Cordelia Kelly was raised as a boy intellectually. But when she attains womanhood, her parents expect her to be obedient and to toe the conventional line and marry where they please. She repeatedly refuses and ends up having a dramatic falling out with her parents, especially, her beloved father. She hares off to London to fend for herself. Such courage in those times. She lands on her feet, rooming with an intrepid female writer and working on freelance bookbinding jobs. She has succeeded in commercializing her art and hobby — what she loves is putting a roof over her head. And yet, she is haunted by the prospect of poverty every waking moment.

Alistair Chandos, the Duke of Stroud, is loyal to a fault. He is the friend you want in your corner. He makes life fun and helps unstintingly when necessary. Whenever a friend needs a favor, he spares no effort. He also loves to play pranks. He thinks the only way his peers see him is as a jokester — that he has no value other than amusing them. He thinks others don’t think highly of his intelligence and so he has convinced himself thoroughly that he is lacking in the brains department, a bit touched in the upperworks. He is also certain that the reason others pay him any attention is because of his exalted title and great wealth. 

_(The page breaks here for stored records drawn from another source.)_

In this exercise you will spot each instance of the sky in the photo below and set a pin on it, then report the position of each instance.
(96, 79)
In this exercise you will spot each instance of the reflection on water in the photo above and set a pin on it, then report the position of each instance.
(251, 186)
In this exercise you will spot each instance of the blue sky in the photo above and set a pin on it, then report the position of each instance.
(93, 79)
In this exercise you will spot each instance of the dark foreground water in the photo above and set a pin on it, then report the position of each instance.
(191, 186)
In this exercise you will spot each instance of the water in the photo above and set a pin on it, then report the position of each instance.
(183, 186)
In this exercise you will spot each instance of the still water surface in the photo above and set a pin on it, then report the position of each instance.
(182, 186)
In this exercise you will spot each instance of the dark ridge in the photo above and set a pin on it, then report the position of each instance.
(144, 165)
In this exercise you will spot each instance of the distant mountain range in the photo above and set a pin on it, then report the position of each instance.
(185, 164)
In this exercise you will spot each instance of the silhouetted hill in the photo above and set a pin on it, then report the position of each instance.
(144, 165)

Book of Love is a story of a man who has a low opinion of himself and a gem of a woman who values him highly. It is through her belief in him that he starts to believe in himself — that he is capable of doing clever things, that he is thoughtful and intelligent, that he is far more than his wealth and his title, and that he can be an equitable companion to a bright woman.

In parenting books, writers always advice parents that you have to assume your child is capable of achieving great things. You must have full confidence in your child, and your confidence should be an innate part of you. You have to imbue every interaction with your child with that attitude, and the child will grow up convinced of that of themselves. What is true of children is true of adults as well. Cordelia unknowingly does this exact same thing. She is so completely certain Alistair is capable of doing wonderful things, that he starts trusting in it, too.

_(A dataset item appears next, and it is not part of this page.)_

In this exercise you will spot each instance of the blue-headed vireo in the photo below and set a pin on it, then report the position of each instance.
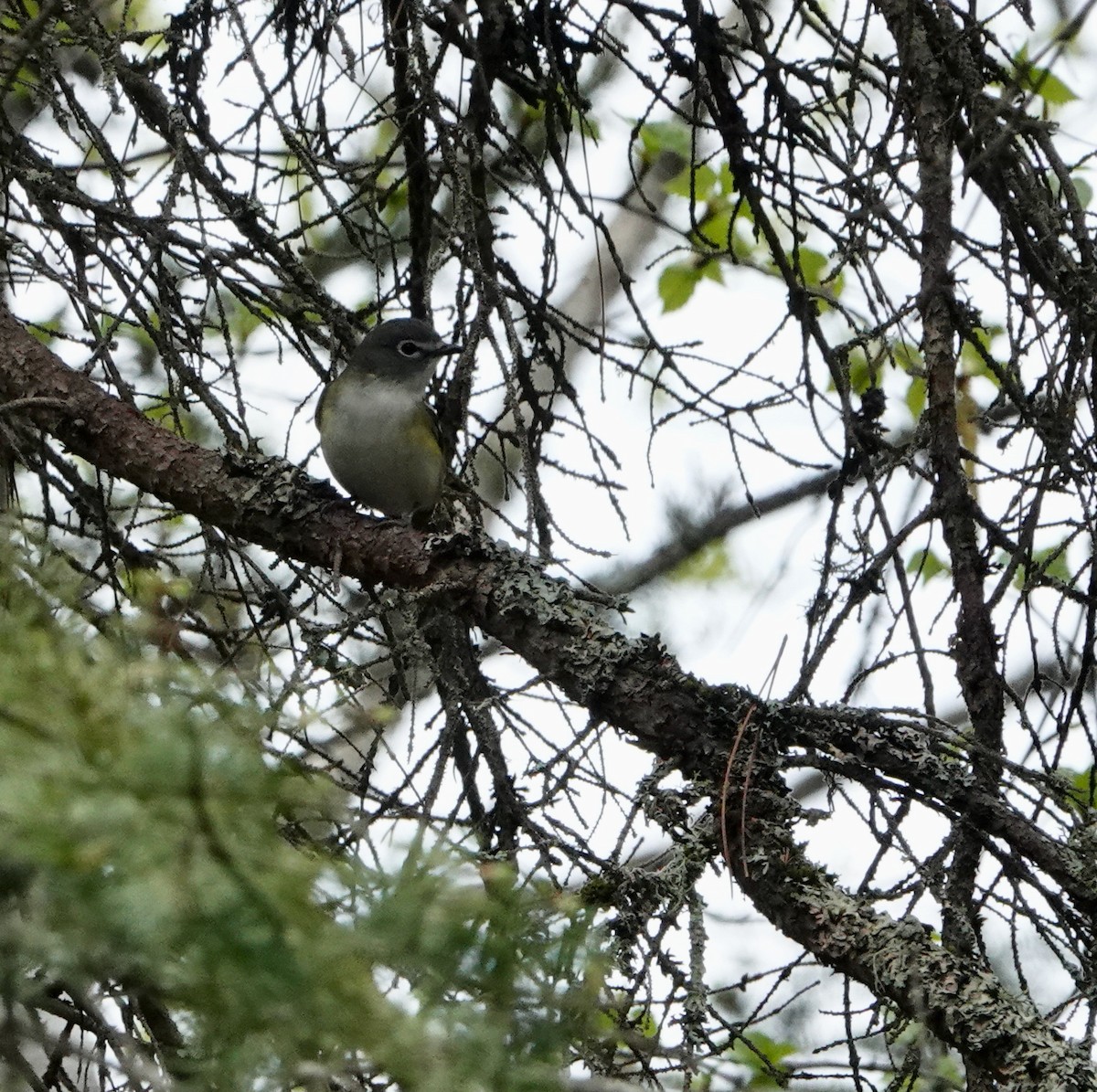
(378, 435)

At the start of the story, Cordelia is a buttoned-up person who tightly reins in all her emotions — by inclination and by circumstance. Alistair, on the other hand, is open and vulnerable. Through example, he shows her how to be open, daring, and self-compassionate. Thus, you have two people who are antipodal to each other, but are brought together because the other makes them more than who they supposed they were.

What I really liked about Satie’s protagonists is mutual responsiveness. They both have the sense the other person truly understands them and appreciates them for who they are. As the story progresses, you see that it’s that reassuring feeling they have that the other person truly “gets” them, and thus, you see them relaxing in the other’s presence without having to put on their “public” face. This is what intimacy is all about — where they each behave thoughtfully towards each other for the other’s benefit without self-consciousness.

The title of Satie’s book comes from the Book of Love that Cordelia produces for a bride at her wedding. At the wedding country party, over a period of few days, she collects quotes from family members and friends about the bride, and using calligraphy and bookbinding skills, she produces a lifelong keepsake for the bride.

I have studied the history of bookmaking from medieval through modern times on and off over the past few years from various universities, so I was especially pleased with all the book details Satie incorporated in her story. The research is spot on and well executed. What I love about Satie’s books is that her characters are talented and successful in their milieu and unafraid to engage all their energies in their pursuits.

Book of Love is truly a book to savor. If you have not read Erin Satie’s books before, start with this one and then go back to the first one in her Sweetness and Light series.